Digitale Technologien in Pflege und Therapie erleben
Therapieroboter gegen Einsamkeit oder zur Unterstützung in der Rehabilitation, smarte Medikamentenspender oder intelligente Uhren, die Körperfunktionen rund um die Uhr messen – digitale Anwendungen halten zunehmend Einzug in Pflege, Therapie und medizinische Versorgung. Damit solche und künftige Technologien den Alltag tatsächlich erleichtern, müssen sie sich schon in der Entwicklung an den Menschen orientieren, die sie nutzen sollen. Genau hier setzt das TDG-Projekt Dialograum der Universitätsmedizin Halle an. Dafür werden aktuell Seniorinnen und Senioren sowie Therapeutinnen und Therapeuten aller Disziplinen aus Halle und Umgebung gesucht.

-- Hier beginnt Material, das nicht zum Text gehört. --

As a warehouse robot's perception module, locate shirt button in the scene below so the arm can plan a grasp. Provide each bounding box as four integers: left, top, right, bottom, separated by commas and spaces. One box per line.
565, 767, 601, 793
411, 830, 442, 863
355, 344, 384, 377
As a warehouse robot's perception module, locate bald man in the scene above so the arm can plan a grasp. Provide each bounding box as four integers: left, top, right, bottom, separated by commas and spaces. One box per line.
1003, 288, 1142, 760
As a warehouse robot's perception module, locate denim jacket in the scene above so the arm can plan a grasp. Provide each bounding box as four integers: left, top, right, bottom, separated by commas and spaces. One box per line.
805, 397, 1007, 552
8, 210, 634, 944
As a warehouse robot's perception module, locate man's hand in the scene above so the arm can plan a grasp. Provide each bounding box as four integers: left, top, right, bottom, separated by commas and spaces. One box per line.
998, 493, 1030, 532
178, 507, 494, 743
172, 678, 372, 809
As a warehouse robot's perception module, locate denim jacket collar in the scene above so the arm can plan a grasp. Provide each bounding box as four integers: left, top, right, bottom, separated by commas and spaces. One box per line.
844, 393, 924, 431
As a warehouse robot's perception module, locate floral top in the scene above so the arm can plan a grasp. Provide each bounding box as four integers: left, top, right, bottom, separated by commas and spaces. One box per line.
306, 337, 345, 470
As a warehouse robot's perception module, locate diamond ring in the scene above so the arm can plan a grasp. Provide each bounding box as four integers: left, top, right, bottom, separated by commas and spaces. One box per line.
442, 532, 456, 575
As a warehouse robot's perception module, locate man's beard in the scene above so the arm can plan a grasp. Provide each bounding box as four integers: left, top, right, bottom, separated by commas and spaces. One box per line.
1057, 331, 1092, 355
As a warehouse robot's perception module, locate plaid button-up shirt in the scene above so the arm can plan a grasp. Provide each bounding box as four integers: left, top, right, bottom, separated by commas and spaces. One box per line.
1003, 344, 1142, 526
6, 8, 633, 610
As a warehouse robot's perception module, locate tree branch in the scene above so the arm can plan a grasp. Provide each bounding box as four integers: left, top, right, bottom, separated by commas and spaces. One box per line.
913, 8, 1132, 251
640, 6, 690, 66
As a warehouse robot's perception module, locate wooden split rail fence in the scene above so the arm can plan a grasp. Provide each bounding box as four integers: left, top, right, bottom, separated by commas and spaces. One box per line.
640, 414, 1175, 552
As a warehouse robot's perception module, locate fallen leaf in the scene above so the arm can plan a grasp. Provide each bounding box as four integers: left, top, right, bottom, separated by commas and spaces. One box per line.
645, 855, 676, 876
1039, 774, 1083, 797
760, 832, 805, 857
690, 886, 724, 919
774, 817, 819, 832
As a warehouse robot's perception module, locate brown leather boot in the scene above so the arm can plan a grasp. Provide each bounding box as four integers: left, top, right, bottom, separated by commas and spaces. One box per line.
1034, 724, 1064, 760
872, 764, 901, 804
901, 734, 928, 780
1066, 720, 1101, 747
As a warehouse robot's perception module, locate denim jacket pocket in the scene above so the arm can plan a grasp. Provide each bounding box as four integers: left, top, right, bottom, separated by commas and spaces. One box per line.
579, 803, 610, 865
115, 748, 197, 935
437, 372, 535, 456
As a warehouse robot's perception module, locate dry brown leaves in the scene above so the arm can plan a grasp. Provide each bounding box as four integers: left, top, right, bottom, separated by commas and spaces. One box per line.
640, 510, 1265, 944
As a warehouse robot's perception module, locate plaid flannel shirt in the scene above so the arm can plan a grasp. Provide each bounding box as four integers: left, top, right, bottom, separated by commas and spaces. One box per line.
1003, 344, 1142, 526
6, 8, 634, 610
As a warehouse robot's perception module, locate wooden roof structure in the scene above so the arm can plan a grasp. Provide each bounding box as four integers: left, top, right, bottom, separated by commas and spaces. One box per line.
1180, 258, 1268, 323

Kompetenzen durch Teilnahme stärken
Ziel des Projekts ist es, Teilnehmende nicht nur mit neuen Technologien vertraut zu machen, sondern sie gezielt in ihren eigenen Kompetenzen zu stärken. „Die teilnehmenden Personen sollen vor allem lernen, ihre eigenen Erfahrungen, Bedürfnissen und Erwartungen als wichtigen Beitrag zur Technikentwicklung zu erkennen und selbstbewusst einzubringen“, sagt Lisa Patzer, wissenschaftliche Mitarbeiterin im Projekt. „Bestimmte Vorkenntnisse benötigen sie nicht.“
Aufbau regionaler Expertengruppen geplant
In interaktiven Seminaren in Gruppengrößen von bis zu 12 Personen setzen sich die Teilnehmenden mit digitalen Anwendungen im Gesundheitsbereich auseinander. Dabei lernen sie, wie sie neue Technologien kritisch einschätzen können – etwa, welche Fragen sie stellen sollten, ob Anwendungen alltagstauglich sind oder welchen Nutzen sie tatsächlich bieten.
„Das ist jedoch nur der Anfang“, sagt Emma Höbusch aus dem Dialograum-Team. „Wir möchten Menschen im Idealfall langfristig gewinnen, als erfahrene Anwenderinnen und Anwender ihre Perspektiven in Entwicklungsprozesse einzubringen.“ Ob als qualifizierte Praxispartner bei Veranstaltungen, Testphasen oder Diskussionsformaten zur Weiterentwicklung digitaler Gesundheitslösungen – viele Einsatzmöglichkeiten seien denkbar. Jedoch alles auf Basis der Freiwilligkeit. Eine erste Teilnahme sei keine Verpflichtung für mehr. Auch findet die Datenerhebung zu den geplanten Kursen vollkommen anonymisiert statt. Als ein Ergebnis soll ein Leitfaden für den Aufbau regionaler Expertengruppen entstehen.
Investforum Pitch-Day als Bühne für Innovationen
Das Projekt wird von der Arbeitsgemeinschaft Versorgungsforschung der Universitätsmedizin Halle umgesetzt und ist Teil der Translationsregion für digitalisierte Gesundheitsversorgung.
Die Seminare finden an zwei Terminen pro Gruppe in Halle (Saale) statt und über eine Dauer von jeweils ca. 3 Stunden. Ergänzend sind freiwillige Interviews sowie die Mitgestaltung einer Veranstaltung anlässlich der Langen Nacht der Wissenschaft möglich.
Für die Teilnahme erhalten Mitwirkende ein Zertifikat und eine kleine Aufwandsentschädigung. Bei Bedarf werden Fahrtkosten erstattet. Auch für die Verpflegung ist gesorgt.
Wann finden die Veranstaltungen statt?
Laut aktuellen Planungen ist die Durchführung der Seminare für April und Mai vorgesehen. Genaue Termine werden nach dem Anmeldeschluss am 31.03.2026 festgelegt.